No sustainable mobility solutions without access to the right infrastructure
Besides the efforts needed to move towards more renewable and sustainable energy, we should also address the connection between the new mobility approach and infrastructure.
At the EU level, this is covered by the Alternative Fuels Infrastructure Regulation (AFIR), which sets out rules for charging and refuelling points along key EU transport corridors (known as the TEN-T network). A vote on AFIR is due in the Parliament’s transport committee in October, having been postponed from July.
According to a recently published research paper by McKinsey for the European automotive industry association ACEA, a network of up to 6.8m public charging points would be required across the EU by 2030 to meet the European Commission’s proposed 55% CO2 reduction for cars. This figure is already almost twice that put forward in the AFIR proposal, and miles away from the 300,000 charging points available today, it is therefore quite clear that this proposal should be reinforced rather than weakened.
The planned review of the Energy Performance of Buildings Directive (EPBD), which complements AFIR by focusing on charging facilities at home and at work, will also be important to enable more convenient recharging of vehicles.
The connection between the future of mobility and the future of infrastructure is even stronger in the context of the transition to more digital mobility systems and solutions; the expansion of 5G across the TEN-T network should enable faster communication between vehicles and between vehicles and infrastructure. Multimodal transport solutions will only be possible if we create the right data sharing infrastructure; this should not only include a seamless cross-border exchange of data between public transport operators and private operators, but also between vehicle manufacturers and other service providers. The proposed Data Act should help to create a first framework but may need to be complemented by more specific rules or guidelines to access vehicle related data, as planned by the European Commission.

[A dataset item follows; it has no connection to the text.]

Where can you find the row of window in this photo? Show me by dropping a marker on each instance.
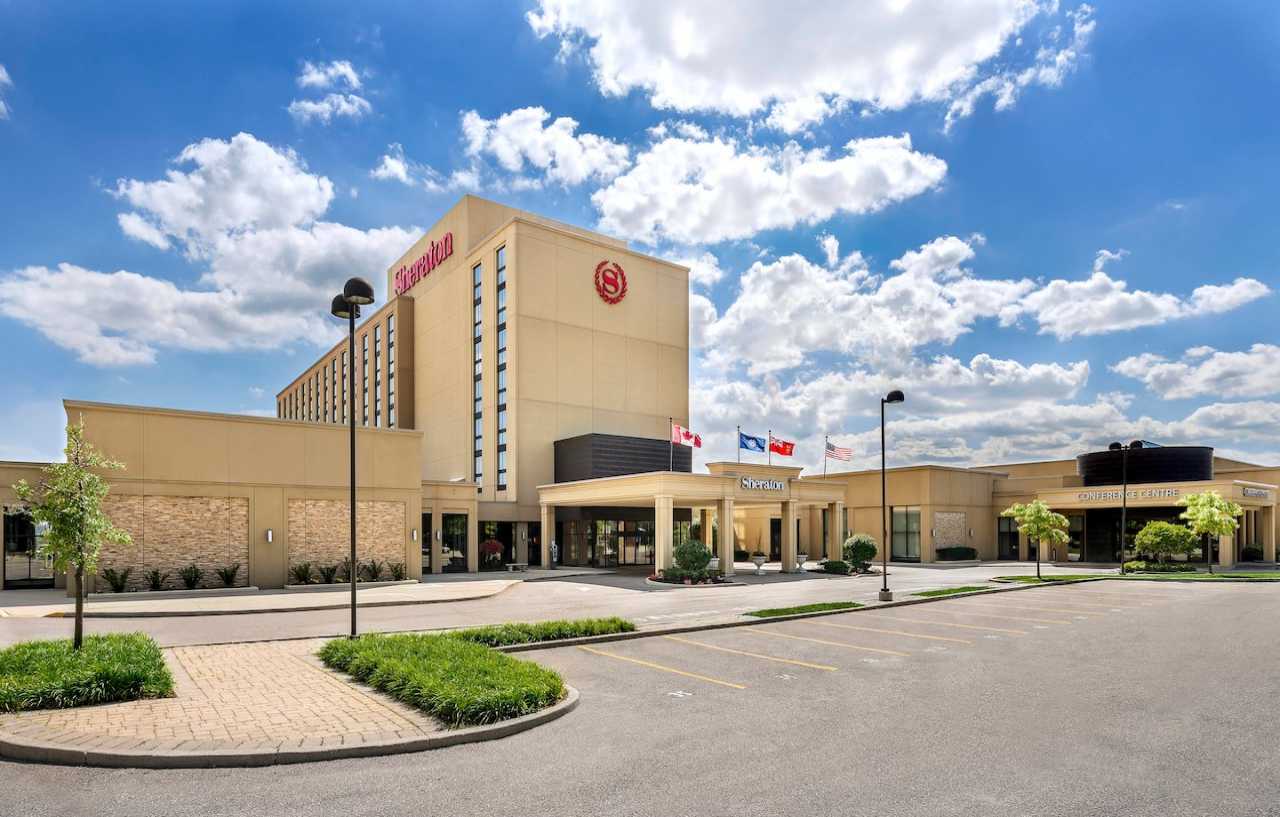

Commercial transport & logistics could also benefit from more harmonized rules for interoperable data sharing.
Intelligent transport systems increasing safe mobility will benefit from the Commission’s proposals to ensure a more harmonized approach across the EU.
While cooperative and connected mobility is well underway, automation is still progressing slowly: the Implementing Act adopted recently to authorize automated driving systems is just a beginning with a rather narrow scope focusing on urban mobility solutions through autonomous driving shuttles. It is a first step but not sufficient to deliver the objective set by the Commission in their smart and sustainable mobility strategy to have automated mobility at a large scale by 2030. One of the outstanding questions for Europe will be whether we will enable automated driving only in certain locations or along certain lanes (which would often require an infrastructure intervention), or whether fully automated driving should be mixed with existing transport modes without any additional infrastructure intervention, as already applicable in certain states in the US.
The challenges and opportunities ahead of us are immense, but will always require a connected approach, whereby policy or regulation for future mobility solutions will have to go hand in hand with the right enabling renewable energy and infrastructure support.
That is why this week European Mobility week focuses rightly on ensuring BETTER CONNECTIONS.